Read this week's winning poem, "Honeysuckle" by multiple What Light winner Cary Waterman, selected by e.g. bailey.
HONEYSUCKLE It is a funny thing when you imagine yourself returning into the past with the
  contraband of the present.
    —Nabokov
Daughter says it’s Honeysuckle. Mother says no – Columbine
  red orange earlobes
    petals on green lace Daughter says her father dead
  many years ago told her
    it was honeysuckle although now, thinking, she says maybe
  he had showed her Honeysuckle next
    to Columbine and Mother, because we forgive the dead
  almost everything, infact rewrite
    our entire history with them so that it softens like an old scab in salt water
  the fact of their death and softens
    too the fact of us still alive to see this sunlit June day
  mirror sea all around
    Mother says perhaps it is Honeysuckle
  even though she knows
    quite definitely otherwise because one memory ago
  he waded Rush Creek to pick Columbine
    the Colorado State Flower illegally for her after they had made love
  he on top with his feet in the creek
    she on the mud of mossy bank before everything else happened.
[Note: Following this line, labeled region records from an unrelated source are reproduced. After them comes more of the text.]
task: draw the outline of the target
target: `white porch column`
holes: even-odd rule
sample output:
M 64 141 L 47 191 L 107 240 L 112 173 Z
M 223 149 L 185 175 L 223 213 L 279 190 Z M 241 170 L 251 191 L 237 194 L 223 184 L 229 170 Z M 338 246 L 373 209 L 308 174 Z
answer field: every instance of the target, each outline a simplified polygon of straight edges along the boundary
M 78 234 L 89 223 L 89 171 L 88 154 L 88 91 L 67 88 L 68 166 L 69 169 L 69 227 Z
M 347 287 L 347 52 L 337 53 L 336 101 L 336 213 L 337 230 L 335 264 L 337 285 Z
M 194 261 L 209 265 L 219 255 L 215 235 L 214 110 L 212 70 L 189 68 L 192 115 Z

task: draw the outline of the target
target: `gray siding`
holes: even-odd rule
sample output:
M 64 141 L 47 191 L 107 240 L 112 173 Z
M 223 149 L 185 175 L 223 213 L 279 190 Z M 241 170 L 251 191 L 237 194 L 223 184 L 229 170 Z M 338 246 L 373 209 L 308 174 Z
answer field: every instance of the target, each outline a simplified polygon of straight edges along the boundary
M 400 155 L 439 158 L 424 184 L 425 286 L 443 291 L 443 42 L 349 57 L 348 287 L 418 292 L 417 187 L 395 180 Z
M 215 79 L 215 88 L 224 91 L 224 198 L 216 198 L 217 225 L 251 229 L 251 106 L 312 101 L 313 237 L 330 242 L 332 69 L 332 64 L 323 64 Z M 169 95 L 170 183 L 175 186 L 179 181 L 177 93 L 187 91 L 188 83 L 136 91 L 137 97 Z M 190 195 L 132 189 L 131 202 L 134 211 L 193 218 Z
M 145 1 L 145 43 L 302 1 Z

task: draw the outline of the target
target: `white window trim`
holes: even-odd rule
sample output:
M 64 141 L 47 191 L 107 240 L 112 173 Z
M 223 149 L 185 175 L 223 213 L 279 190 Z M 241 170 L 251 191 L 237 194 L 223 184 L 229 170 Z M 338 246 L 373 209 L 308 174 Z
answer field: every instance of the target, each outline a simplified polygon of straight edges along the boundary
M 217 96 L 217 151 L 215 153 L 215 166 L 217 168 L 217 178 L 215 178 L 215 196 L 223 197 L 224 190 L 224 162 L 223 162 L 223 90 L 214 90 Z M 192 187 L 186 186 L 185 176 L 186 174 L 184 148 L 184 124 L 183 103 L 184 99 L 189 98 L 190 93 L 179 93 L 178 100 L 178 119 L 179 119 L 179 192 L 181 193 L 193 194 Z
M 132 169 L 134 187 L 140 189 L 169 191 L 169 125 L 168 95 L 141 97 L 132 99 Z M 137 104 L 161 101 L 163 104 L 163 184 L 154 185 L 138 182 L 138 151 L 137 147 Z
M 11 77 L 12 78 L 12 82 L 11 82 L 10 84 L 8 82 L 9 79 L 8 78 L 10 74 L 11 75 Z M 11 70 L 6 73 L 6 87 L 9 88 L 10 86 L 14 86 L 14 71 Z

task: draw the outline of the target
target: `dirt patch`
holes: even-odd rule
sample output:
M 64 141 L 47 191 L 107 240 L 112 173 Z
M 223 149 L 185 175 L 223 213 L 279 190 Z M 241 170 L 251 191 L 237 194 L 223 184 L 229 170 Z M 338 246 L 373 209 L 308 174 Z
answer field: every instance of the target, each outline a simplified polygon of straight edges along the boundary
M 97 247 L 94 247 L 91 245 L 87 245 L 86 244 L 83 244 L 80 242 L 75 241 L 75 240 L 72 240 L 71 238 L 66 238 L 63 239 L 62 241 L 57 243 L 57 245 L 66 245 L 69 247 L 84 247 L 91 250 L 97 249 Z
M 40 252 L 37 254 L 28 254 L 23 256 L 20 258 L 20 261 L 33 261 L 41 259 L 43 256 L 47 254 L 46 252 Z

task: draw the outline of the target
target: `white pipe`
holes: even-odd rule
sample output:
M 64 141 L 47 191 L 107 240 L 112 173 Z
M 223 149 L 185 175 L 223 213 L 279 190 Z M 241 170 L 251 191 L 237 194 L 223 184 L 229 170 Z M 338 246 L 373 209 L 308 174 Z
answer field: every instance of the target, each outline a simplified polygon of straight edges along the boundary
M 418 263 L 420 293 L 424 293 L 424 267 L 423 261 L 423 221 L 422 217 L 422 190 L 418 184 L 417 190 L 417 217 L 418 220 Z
Poetics This poem plays on the conflation of memory with desire. We remember what we want to remember and in the way that we want to remember it, which may change over time and experience. Our desire to believe our personal memory infallible brings conundrum after conundrum. In Greek mythology, the daughters of Mnemosyne (Memory) are the Nine Muses who inspire all poetry and art. Often forgotten (no pun intended) is Lesmosyne, the Goddess of Forgetting who sits in the shadows waiting to be called or not called. Biography Cary Waterman is the author of When I Looked Back You Were Gone (Holy Cow! Press), The Salamander Migration (University of Pittsburg), First Thaw (Minnesota Writers Publishing House), and Dark Lights the Tiger’s Tail (Scopecraft Press). She co-edited the anthology, Minnesota Writes: Poetry (Milkweed Editions). Her own poems have appeared in the anthologies, A Geography of Poets, Woman Poet:The Midwest, The Logan House Anthology of 21st Century American Poetry and Poets Against the War. She has poems forthcoming in The Blue Earth Review, The Great River Review, Cutthroat, and The Minnesota Women’s Poetry Anthology. She has spent time at the MacDowell Colony and at the Tyrone Guthrie Centre in Ireland. Her writing awards include Bush Foundation Fellowships, Minnesota State Arts Board Fellowships, and the Loft-McKnight Award of Distinction in Poetry. She teaches at Augsburg College and at Normandale Community College.